On The Tree Structure of Natural Numbers, II

TL;DR

This paper explores the tree structure of natural numbers through prime factorization, deriving asymptotic formulas for sums involving the height of these trees and their exponential tetration-based functions.

Contribution

It introduces a novel analysis of the factorization tree height and provides asymptotic formulas for related sums involving prime numbers and natural numbers.

Findings

Derived asymptotic formulas for sums over primes and natural numbers.

Analyzed the growth of the factorization tree height $H(n)$.
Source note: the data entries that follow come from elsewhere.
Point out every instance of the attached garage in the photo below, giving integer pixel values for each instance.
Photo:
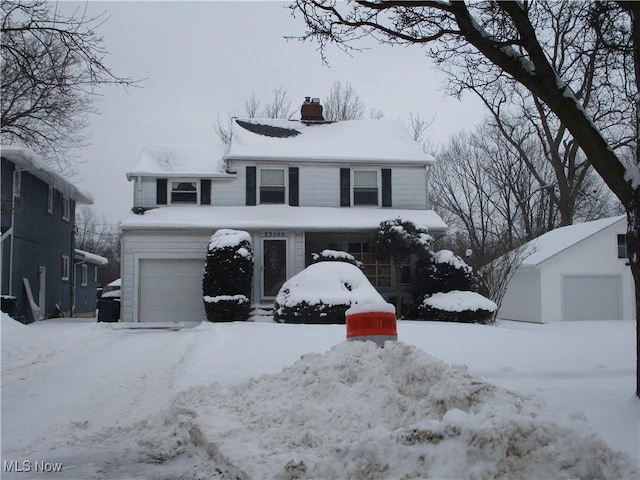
(171, 290)
(592, 297)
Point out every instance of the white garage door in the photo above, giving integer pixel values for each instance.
(171, 290)
(592, 297)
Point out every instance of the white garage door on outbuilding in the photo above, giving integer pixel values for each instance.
(171, 290)
(592, 297)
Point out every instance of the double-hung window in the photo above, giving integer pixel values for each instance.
(65, 267)
(366, 187)
(272, 185)
(184, 191)
(66, 208)
(622, 246)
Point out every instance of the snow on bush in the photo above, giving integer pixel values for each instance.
(335, 256)
(322, 292)
(359, 411)
(228, 275)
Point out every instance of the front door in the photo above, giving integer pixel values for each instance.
(274, 266)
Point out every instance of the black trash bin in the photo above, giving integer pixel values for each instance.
(108, 310)
(9, 305)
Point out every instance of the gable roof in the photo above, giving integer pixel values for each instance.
(552, 243)
(355, 141)
(180, 160)
(31, 162)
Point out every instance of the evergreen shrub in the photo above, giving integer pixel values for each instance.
(228, 276)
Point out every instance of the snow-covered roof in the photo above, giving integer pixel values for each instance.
(31, 162)
(180, 160)
(90, 257)
(277, 217)
(560, 239)
(355, 141)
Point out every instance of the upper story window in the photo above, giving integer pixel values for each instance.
(50, 200)
(365, 187)
(65, 267)
(184, 191)
(622, 246)
(272, 185)
(66, 208)
(84, 275)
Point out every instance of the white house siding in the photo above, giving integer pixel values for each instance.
(522, 300)
(320, 186)
(409, 187)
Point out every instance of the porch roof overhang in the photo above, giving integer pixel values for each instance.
(281, 217)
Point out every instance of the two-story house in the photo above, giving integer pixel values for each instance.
(297, 186)
(42, 272)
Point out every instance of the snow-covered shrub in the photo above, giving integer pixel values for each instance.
(457, 306)
(228, 275)
(443, 271)
(323, 292)
(335, 256)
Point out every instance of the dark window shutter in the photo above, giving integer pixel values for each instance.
(294, 186)
(386, 187)
(251, 185)
(205, 191)
(345, 187)
(161, 191)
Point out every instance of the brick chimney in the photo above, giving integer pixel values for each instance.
(311, 110)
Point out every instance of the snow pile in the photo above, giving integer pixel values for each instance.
(458, 301)
(329, 283)
(226, 237)
(359, 411)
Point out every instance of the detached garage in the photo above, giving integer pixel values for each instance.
(574, 273)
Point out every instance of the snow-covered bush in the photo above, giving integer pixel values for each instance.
(335, 256)
(228, 275)
(442, 271)
(457, 306)
(323, 292)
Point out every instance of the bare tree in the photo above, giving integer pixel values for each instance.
(512, 40)
(278, 107)
(343, 103)
(51, 66)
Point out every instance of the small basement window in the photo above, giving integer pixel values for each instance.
(184, 191)
(622, 246)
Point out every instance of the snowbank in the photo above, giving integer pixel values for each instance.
(458, 301)
(359, 411)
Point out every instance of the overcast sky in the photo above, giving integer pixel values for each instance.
(204, 59)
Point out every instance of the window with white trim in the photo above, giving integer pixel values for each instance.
(50, 200)
(65, 267)
(66, 208)
(184, 191)
(622, 246)
(273, 185)
(366, 187)
(377, 271)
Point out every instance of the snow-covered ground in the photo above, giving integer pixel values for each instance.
(100, 401)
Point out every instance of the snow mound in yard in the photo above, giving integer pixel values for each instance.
(359, 411)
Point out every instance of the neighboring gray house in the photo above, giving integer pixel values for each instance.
(297, 186)
(38, 244)
(578, 272)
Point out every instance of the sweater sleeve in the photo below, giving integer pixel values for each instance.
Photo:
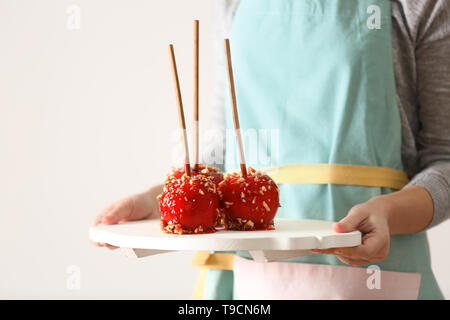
(433, 89)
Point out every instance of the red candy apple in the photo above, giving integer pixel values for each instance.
(250, 202)
(189, 205)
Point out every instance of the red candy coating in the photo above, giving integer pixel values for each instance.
(251, 202)
(189, 205)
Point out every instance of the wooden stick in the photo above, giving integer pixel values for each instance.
(237, 129)
(176, 83)
(196, 93)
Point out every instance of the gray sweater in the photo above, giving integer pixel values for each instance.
(421, 42)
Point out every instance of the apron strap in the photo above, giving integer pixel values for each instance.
(345, 174)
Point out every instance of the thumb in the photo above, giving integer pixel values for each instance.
(351, 222)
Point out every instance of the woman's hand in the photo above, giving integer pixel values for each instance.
(406, 211)
(136, 207)
(371, 220)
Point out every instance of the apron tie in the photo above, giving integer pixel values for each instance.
(343, 174)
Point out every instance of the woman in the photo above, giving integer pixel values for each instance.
(358, 83)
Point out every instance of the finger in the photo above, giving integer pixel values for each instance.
(122, 210)
(373, 248)
(351, 222)
(352, 262)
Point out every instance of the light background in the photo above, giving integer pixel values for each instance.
(85, 117)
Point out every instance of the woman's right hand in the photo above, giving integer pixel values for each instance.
(136, 207)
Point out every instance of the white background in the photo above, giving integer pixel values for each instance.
(85, 119)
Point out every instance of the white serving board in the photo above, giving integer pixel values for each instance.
(295, 237)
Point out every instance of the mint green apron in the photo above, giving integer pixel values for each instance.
(314, 71)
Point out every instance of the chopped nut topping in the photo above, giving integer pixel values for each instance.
(266, 206)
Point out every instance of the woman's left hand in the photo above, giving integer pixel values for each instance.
(371, 219)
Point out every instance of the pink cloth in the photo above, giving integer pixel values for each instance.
(301, 281)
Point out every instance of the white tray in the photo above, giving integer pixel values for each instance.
(291, 238)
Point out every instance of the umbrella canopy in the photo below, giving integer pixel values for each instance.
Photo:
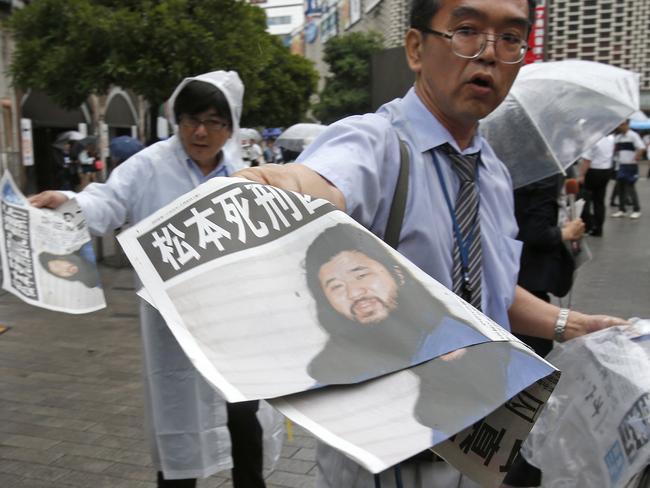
(122, 148)
(556, 111)
(640, 124)
(67, 136)
(639, 115)
(271, 132)
(299, 136)
(247, 134)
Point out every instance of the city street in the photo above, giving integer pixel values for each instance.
(70, 387)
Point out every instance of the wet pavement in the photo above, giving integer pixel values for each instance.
(71, 394)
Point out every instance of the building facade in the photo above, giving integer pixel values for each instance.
(607, 31)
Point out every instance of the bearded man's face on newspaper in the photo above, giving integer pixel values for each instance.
(62, 268)
(359, 287)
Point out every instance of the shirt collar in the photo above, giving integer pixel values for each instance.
(427, 132)
(220, 170)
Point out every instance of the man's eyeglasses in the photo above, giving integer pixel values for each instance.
(469, 43)
(211, 125)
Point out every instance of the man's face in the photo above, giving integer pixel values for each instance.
(459, 91)
(202, 143)
(62, 268)
(359, 287)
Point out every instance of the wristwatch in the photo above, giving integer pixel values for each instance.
(560, 324)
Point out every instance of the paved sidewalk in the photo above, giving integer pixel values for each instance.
(71, 400)
(70, 389)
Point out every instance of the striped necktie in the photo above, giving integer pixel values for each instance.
(466, 277)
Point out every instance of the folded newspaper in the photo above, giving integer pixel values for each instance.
(596, 429)
(47, 255)
(273, 294)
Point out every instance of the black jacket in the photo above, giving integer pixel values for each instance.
(546, 263)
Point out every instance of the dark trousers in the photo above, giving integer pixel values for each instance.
(247, 451)
(523, 473)
(616, 193)
(596, 181)
(628, 191)
(246, 438)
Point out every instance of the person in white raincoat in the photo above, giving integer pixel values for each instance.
(188, 420)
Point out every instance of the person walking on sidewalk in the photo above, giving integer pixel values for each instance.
(190, 425)
(628, 151)
(465, 55)
(595, 173)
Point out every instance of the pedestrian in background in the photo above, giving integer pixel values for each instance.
(465, 55)
(628, 151)
(191, 427)
(594, 175)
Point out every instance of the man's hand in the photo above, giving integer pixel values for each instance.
(295, 177)
(534, 317)
(579, 324)
(48, 199)
(573, 230)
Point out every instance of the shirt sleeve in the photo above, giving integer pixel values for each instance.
(638, 142)
(359, 155)
(107, 206)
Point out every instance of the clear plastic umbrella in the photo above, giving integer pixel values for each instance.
(246, 134)
(67, 136)
(299, 136)
(556, 111)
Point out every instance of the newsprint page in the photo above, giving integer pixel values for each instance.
(274, 295)
(47, 256)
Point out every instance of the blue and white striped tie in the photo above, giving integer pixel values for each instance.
(468, 284)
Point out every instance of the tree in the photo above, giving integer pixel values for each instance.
(76, 48)
(347, 88)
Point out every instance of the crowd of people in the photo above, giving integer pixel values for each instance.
(472, 248)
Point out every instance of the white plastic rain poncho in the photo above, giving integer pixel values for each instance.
(186, 417)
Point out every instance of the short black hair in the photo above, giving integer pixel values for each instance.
(337, 239)
(422, 11)
(199, 96)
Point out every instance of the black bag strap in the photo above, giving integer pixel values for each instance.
(397, 208)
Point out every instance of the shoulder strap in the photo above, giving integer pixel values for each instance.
(397, 208)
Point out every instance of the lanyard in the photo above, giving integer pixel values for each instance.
(192, 168)
(464, 245)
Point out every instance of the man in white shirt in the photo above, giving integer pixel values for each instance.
(595, 173)
(628, 151)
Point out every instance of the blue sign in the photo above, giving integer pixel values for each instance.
(313, 7)
(311, 32)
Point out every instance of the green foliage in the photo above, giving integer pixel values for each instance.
(347, 89)
(71, 49)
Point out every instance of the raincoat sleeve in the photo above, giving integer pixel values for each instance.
(107, 206)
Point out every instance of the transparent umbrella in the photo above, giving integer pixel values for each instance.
(299, 136)
(556, 111)
(67, 136)
(247, 134)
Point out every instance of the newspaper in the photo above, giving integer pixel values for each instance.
(596, 429)
(47, 255)
(473, 406)
(275, 295)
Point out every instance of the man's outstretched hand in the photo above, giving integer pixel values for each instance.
(580, 324)
(48, 199)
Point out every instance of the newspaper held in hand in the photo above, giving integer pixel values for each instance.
(47, 255)
(273, 294)
(596, 428)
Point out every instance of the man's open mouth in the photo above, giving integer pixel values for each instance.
(482, 81)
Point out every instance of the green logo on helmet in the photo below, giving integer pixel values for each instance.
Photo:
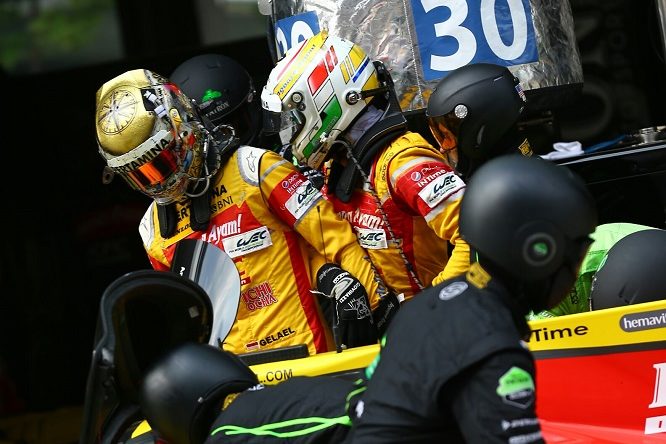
(516, 387)
(210, 94)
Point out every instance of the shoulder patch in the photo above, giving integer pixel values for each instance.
(248, 158)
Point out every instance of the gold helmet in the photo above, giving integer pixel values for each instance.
(148, 134)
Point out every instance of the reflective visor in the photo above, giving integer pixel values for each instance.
(152, 165)
(154, 173)
(445, 129)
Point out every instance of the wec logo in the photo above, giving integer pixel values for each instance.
(252, 239)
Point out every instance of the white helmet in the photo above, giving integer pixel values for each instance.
(315, 92)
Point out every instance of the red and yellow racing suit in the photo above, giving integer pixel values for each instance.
(278, 229)
(420, 195)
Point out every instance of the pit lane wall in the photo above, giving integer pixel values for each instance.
(603, 372)
(421, 41)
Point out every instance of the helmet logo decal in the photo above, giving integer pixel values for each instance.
(155, 103)
(116, 112)
(210, 94)
(460, 111)
(539, 249)
(298, 63)
(516, 387)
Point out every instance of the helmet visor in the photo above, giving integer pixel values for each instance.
(156, 167)
(288, 124)
(445, 129)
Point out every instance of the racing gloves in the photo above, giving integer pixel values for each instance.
(346, 305)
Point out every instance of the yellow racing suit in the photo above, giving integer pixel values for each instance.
(278, 229)
(420, 197)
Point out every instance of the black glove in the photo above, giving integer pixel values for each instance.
(387, 308)
(351, 318)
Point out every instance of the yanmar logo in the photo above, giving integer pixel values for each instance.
(643, 321)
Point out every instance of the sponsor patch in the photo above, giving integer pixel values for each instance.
(258, 297)
(248, 242)
(452, 290)
(302, 200)
(440, 188)
(371, 239)
(275, 337)
(252, 346)
(646, 320)
(516, 387)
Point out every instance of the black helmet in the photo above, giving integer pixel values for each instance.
(182, 393)
(223, 92)
(528, 218)
(473, 108)
(632, 272)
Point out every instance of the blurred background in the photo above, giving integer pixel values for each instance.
(66, 236)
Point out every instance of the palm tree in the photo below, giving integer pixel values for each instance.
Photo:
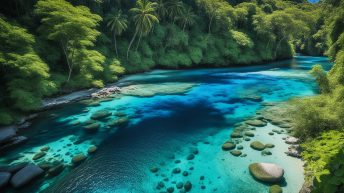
(118, 23)
(175, 9)
(188, 18)
(144, 18)
(161, 9)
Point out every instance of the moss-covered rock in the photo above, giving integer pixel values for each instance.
(236, 135)
(269, 145)
(56, 170)
(90, 121)
(247, 139)
(266, 152)
(45, 148)
(100, 114)
(256, 123)
(236, 152)
(275, 189)
(249, 134)
(92, 149)
(187, 186)
(77, 159)
(39, 155)
(257, 145)
(266, 172)
(176, 170)
(154, 169)
(92, 127)
(120, 114)
(228, 146)
(121, 122)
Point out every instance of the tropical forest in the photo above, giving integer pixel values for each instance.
(172, 96)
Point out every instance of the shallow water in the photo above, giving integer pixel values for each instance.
(166, 123)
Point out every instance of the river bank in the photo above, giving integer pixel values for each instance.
(164, 113)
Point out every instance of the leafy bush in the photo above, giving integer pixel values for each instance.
(324, 158)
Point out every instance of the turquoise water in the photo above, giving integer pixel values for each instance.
(171, 114)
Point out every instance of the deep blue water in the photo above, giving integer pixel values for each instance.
(198, 112)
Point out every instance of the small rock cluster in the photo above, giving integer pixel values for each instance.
(9, 138)
(105, 92)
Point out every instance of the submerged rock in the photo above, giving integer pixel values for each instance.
(266, 152)
(120, 114)
(56, 170)
(256, 123)
(236, 135)
(170, 189)
(187, 186)
(176, 170)
(179, 185)
(275, 189)
(13, 168)
(154, 169)
(190, 157)
(122, 122)
(26, 175)
(92, 149)
(291, 140)
(45, 148)
(266, 172)
(269, 145)
(92, 127)
(257, 145)
(228, 146)
(247, 139)
(236, 152)
(249, 134)
(78, 159)
(148, 90)
(39, 155)
(4, 178)
(100, 114)
(6, 134)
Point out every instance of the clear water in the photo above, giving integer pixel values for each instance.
(166, 127)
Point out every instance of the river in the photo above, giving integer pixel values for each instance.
(171, 113)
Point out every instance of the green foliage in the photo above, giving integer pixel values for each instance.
(321, 78)
(20, 63)
(324, 157)
(81, 51)
(74, 30)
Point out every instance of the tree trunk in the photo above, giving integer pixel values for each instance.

Established relationships involving tetration in the context of number factorization.

Abstract

Each natural number can be associated with some tree graph. Namely, a natural number $n$ can be factorized as $$ n = p_1^{\alpha_1}\ldots p_k^{\alpha_k},$$ where $p_i$ are distinct prime numbers. Since $\alpha_i$ are naturals, they can be factorized in such a manner as well. This process may be continued, building the "factorization tree" until all the top numbers are $1$. Let $H(n)$ be the height of the tree corresponding to the number $n$, and let the symbol $\uparrow\uparrow$ denote tetration. In this paper, we derive the asymptotic formulas for the sums $$\mathcal{M}(x) = \sum_{p\leqslant x} H(p-1),\ \ \mathcal{H}(x) = \sum_{n\leqslant x}2\uparrow\uparrow H(n),$$ and $$\mathcal{L}(x) = \sum_{n\leqslant x}\dfrac{2\uparrow\uparrow H(n)}{2\uparrow\uparrow H(n+1)},$$ where the summation in the first sum is taken over primes.